Representing Discrete Probabilities in RDF
Many RDF datasets are meant to be interpreted as simply "statements in the graph are true". In order to record more nuanced interpretations, we'll make meta-statements: statements about statements and graphs.
We'll use a predicate that assigns a probability to a statement or graph. When its subject is a statement, it means that statement is true with that probability. When its subject is a graph, it means all statements in that graph are true with at least that probability.
Assume we have a dataset with a variety of statements, some of which we think are true, some are false, and some are true only with some probability. We can't just start inferring new statements from this dataset, since we have no idea what they would mean.
First create a graph of "assumed true" statements. Let's call it G1. Add to it a statement "G1 probability 1". We can add to our "true" graph probabilities for other statements not present in that graph itself. Within this graph we can safely let loose a inference process to find more true statements.

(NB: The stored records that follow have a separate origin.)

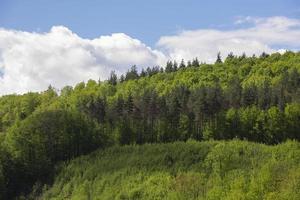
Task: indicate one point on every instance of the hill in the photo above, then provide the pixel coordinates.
(247, 98)
(191, 170)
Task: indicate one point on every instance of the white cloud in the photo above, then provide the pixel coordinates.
(261, 35)
(32, 61)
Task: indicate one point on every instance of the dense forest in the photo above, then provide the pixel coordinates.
(242, 98)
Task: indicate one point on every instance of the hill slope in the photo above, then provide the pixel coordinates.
(191, 170)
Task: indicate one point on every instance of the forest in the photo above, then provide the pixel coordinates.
(228, 130)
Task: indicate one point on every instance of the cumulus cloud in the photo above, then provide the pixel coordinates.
(260, 35)
(33, 61)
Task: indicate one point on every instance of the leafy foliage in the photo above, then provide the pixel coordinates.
(192, 170)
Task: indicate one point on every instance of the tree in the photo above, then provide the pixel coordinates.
(169, 67)
(195, 62)
(182, 64)
(219, 59)
(132, 74)
(113, 79)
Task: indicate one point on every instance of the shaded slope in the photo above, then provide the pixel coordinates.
(191, 170)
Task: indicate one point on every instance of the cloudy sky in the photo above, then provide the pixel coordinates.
(62, 42)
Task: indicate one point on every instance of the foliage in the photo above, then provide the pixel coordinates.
(192, 170)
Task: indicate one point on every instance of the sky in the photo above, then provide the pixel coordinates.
(41, 42)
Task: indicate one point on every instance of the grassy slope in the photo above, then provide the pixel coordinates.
(192, 170)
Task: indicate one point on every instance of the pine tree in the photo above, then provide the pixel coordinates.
(219, 59)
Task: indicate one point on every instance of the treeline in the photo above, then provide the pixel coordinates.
(250, 98)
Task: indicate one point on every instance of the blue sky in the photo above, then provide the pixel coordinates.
(63, 42)
(145, 20)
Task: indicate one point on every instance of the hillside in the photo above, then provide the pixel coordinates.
(191, 170)
(256, 99)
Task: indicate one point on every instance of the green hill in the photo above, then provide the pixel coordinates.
(191, 170)
(255, 99)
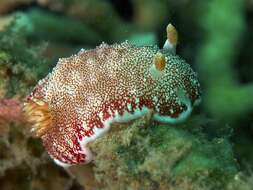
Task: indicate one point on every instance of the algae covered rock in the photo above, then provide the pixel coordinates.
(161, 157)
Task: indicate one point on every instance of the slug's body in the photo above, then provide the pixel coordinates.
(86, 93)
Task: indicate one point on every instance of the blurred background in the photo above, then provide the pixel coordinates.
(215, 38)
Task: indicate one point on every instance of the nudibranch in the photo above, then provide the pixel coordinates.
(88, 92)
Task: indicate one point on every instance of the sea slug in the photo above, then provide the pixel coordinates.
(84, 94)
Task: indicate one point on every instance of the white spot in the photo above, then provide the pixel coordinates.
(182, 117)
(98, 132)
(62, 164)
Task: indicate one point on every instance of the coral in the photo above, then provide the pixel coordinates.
(225, 97)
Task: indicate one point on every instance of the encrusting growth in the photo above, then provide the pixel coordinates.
(86, 93)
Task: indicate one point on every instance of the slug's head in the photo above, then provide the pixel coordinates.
(177, 88)
(38, 115)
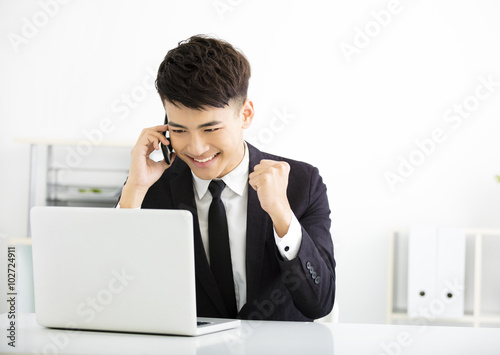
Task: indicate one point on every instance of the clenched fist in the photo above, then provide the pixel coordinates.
(270, 180)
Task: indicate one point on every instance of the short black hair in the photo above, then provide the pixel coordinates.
(202, 72)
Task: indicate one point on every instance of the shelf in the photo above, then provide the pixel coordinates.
(75, 193)
(62, 175)
(395, 312)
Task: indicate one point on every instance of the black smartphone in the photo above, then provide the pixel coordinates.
(167, 149)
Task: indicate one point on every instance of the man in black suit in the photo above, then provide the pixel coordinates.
(279, 245)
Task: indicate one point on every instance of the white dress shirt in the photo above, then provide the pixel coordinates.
(235, 200)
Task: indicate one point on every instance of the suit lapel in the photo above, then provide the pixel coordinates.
(181, 187)
(257, 225)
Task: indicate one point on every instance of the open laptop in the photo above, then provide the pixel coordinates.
(117, 270)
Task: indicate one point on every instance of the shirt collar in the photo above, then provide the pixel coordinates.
(236, 180)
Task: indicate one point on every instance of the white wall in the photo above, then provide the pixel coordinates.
(353, 116)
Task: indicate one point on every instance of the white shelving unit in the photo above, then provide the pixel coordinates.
(83, 185)
(477, 317)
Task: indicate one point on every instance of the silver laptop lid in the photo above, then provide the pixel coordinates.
(114, 269)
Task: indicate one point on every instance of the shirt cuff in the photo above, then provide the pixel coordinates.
(136, 208)
(289, 245)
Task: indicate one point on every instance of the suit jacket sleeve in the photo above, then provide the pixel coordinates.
(310, 277)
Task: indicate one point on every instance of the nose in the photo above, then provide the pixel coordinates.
(197, 146)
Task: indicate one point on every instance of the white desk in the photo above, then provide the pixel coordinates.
(259, 338)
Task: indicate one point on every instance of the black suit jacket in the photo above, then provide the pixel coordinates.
(298, 290)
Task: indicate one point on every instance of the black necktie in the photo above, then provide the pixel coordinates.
(218, 244)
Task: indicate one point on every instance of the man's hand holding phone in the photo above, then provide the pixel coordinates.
(144, 171)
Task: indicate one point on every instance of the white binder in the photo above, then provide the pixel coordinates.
(436, 273)
(422, 261)
(451, 272)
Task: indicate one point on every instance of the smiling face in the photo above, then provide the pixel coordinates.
(210, 141)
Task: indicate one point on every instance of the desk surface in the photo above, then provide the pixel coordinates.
(255, 337)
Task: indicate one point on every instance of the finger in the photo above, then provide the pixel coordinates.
(154, 138)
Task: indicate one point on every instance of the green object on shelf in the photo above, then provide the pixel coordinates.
(93, 190)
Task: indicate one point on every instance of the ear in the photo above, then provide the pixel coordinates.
(246, 114)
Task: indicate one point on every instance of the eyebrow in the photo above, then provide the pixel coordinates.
(208, 124)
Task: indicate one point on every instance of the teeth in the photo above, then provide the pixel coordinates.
(205, 160)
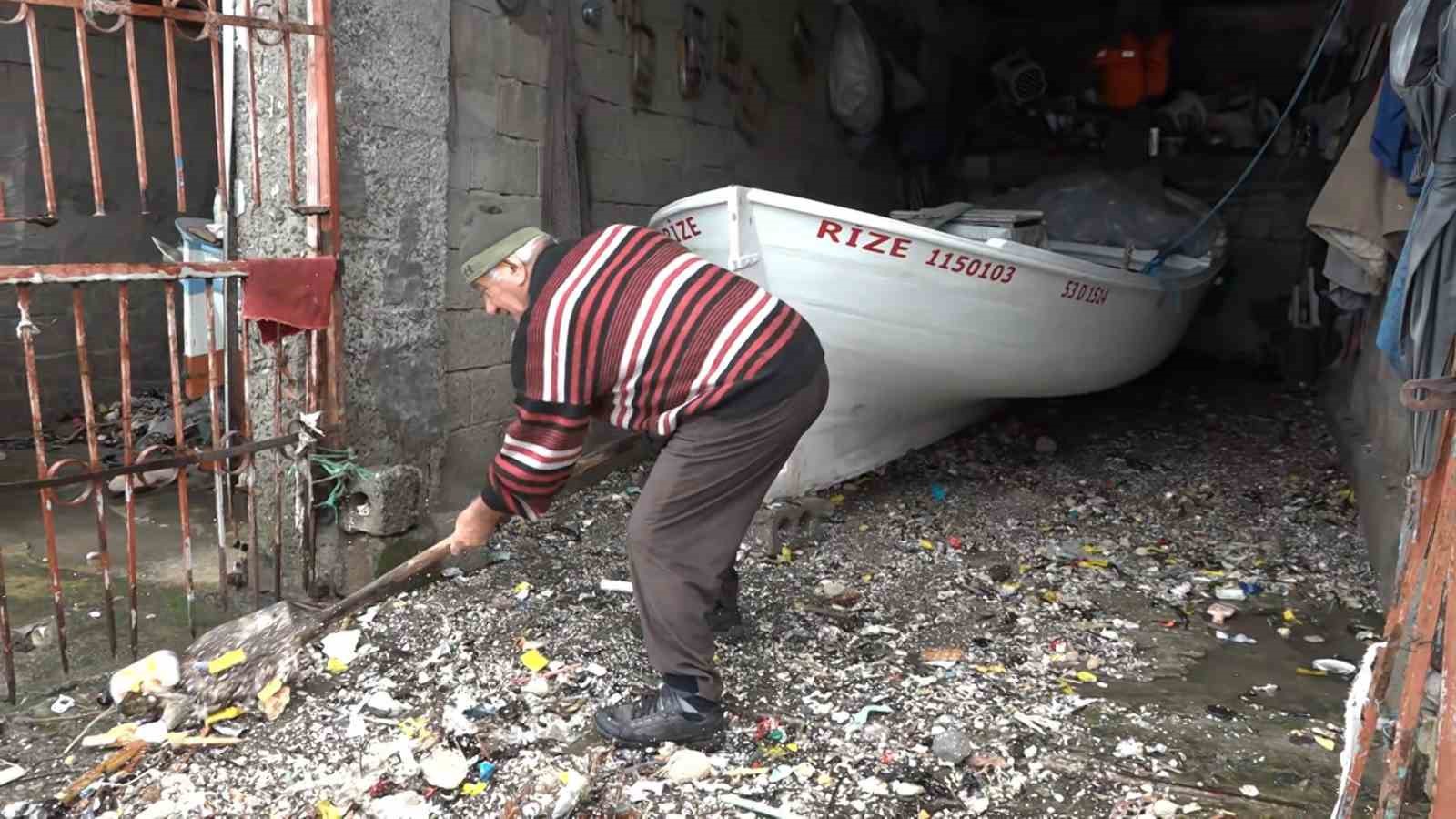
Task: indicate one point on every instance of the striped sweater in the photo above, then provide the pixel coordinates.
(633, 329)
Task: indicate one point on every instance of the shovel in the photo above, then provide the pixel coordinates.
(267, 644)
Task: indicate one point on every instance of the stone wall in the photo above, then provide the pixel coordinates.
(124, 234)
(640, 157)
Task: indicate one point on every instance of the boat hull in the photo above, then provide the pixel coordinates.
(925, 331)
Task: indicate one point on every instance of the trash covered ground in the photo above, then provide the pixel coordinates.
(1011, 622)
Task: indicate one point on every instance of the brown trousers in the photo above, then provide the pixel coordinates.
(691, 519)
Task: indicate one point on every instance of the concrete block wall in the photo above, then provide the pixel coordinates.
(392, 101)
(124, 234)
(640, 157)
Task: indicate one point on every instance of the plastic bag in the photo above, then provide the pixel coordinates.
(856, 87)
(1106, 208)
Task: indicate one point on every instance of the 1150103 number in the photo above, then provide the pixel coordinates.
(973, 267)
(1084, 292)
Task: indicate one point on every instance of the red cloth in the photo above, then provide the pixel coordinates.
(288, 296)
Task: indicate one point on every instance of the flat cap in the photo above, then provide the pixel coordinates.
(487, 259)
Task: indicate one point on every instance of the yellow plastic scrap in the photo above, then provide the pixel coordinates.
(230, 713)
(226, 662)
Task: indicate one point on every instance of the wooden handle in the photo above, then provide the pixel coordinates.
(382, 583)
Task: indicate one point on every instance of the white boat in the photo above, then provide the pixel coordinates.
(925, 331)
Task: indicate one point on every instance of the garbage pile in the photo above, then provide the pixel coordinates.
(1067, 612)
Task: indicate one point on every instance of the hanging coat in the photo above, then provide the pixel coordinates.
(1423, 72)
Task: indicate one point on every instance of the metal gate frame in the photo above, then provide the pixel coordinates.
(267, 24)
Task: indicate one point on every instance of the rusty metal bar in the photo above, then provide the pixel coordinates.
(94, 450)
(169, 40)
(138, 127)
(218, 482)
(216, 47)
(153, 464)
(194, 16)
(43, 124)
(87, 99)
(127, 453)
(254, 551)
(278, 359)
(184, 506)
(1443, 802)
(26, 332)
(252, 109)
(1419, 662)
(76, 273)
(308, 522)
(325, 182)
(288, 92)
(1429, 506)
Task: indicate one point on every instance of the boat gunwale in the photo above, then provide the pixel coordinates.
(1048, 261)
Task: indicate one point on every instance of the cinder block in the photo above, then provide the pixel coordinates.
(509, 167)
(492, 394)
(473, 109)
(616, 179)
(521, 53)
(468, 457)
(521, 109)
(604, 75)
(480, 219)
(385, 501)
(458, 401)
(470, 40)
(475, 339)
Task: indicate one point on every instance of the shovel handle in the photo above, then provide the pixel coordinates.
(382, 583)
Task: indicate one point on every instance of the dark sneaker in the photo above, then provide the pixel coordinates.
(667, 716)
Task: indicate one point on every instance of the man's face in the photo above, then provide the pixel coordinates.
(502, 288)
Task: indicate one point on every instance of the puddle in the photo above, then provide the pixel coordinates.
(1229, 669)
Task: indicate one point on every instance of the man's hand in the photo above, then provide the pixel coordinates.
(473, 528)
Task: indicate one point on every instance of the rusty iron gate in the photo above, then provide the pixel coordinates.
(264, 24)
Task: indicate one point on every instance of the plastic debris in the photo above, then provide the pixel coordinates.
(383, 704)
(953, 746)
(444, 768)
(1220, 612)
(619, 586)
(686, 765)
(572, 785)
(150, 675)
(225, 662)
(1336, 666)
(342, 646)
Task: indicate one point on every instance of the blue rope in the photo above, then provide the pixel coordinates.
(1152, 267)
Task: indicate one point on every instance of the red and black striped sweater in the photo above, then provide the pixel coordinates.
(632, 329)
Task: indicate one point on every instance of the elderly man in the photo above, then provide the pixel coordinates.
(632, 329)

Next comes the fun part. We want to allow inferences about statements with a known, non-1 probability. To do that, let's say we have a statement outside G1, Sa, and there's a statement in G1 "Sa probability .9". We'll create a new supergraph of G1 consisting of G1 plus Sa. Let's call that Ga. We can add to G1 a statement "Ga probability .9". Then, we can safely let an inference process run in that new supergraph.
Let's say we have another statement, called S~a, known to be the inverse of Sa, either because a human manually added a statement to G1 creating that relationship between them, or an automated process was able to infer that. We can infer it's probability is .1, and carry out the same supergraph process, this time producing a graph with probability .1.
Let's say we have another statement, Sb, also with probability .9. We could perform the supergraph process with it on G1 to produce yet another graph with probability .9. We could also perform the supergraph process on Ga, producing a graph that represents everything in G1 being true, plus Sa, plus Sb. We'll call that graph Gab. We can then add to G1 a statement "Gab probability .81". This assumes the probability of the two statements is independent.
To represent dependant probabilities, instead of making statements about probability in G1, we can make them in the subgraphs that suppose those statements are true. E.g. if Sa being true implies Sb has a probability of .99, then we add a statement to Ga saying as much. The supergraph construction then proceeds the same, but the resulting graph has a probability of 0.891.
Let's try a more formal approach.
We'll define three predicates:
- n hasProbability p
-
n is a statement or graph, p is a number between 0 and 1 (inclusive).
- n hasProbabilityAtLeast p
-
n is a graph or statement, p is a number between 0 and 1 (inclusive).
- s isOppositeOf t
-
s and t are statements.
You can make several inferences that are obvious. In addition:
if n isOppositeOf m and n hasProbability p then m hasProbability 1 − p
Let's think about a largest possible graph, the graph that contains all possible statements. Let's call it G🌌. Assigning meaning to G🌌 is pretty much impossible; it contains every possible contradiction! You could apply a certain kind of inference engine to it that just constructs subgraphs that contain no contradictions, but it would have a infinite about of work to do. So instead, we'll carve out subgraphs that we can assign some meaning to. We can also nicely represent subjectivity while we're at it.
Let's say I want to mark some statement (Sa) as true. I create a new graph of statements I think are true, and add the statement to it. Let's call it Gmorgan:1. I can also add to Gmorgan:1 the statement "Gmorgan:1 hasProbability 1". I can let an inference engine loose in this graph and have it add everything it can derive from statements already in the graph to it.
Now let's say I want to say another statement (Sb) in G🌌 (but not Gmorgan:1) has probability 0.8. I add a statement to Gmorgan:1: "Sb hasProbability 0.8". This can trigger the automatic creation of a new graph Gmorgan:b, which contains Sb, and is also a supergraph of Gmorgan:1. We can then infer in Gmorgan:1 "Gmorgan:b hasProbabilityAtLeast 0.8".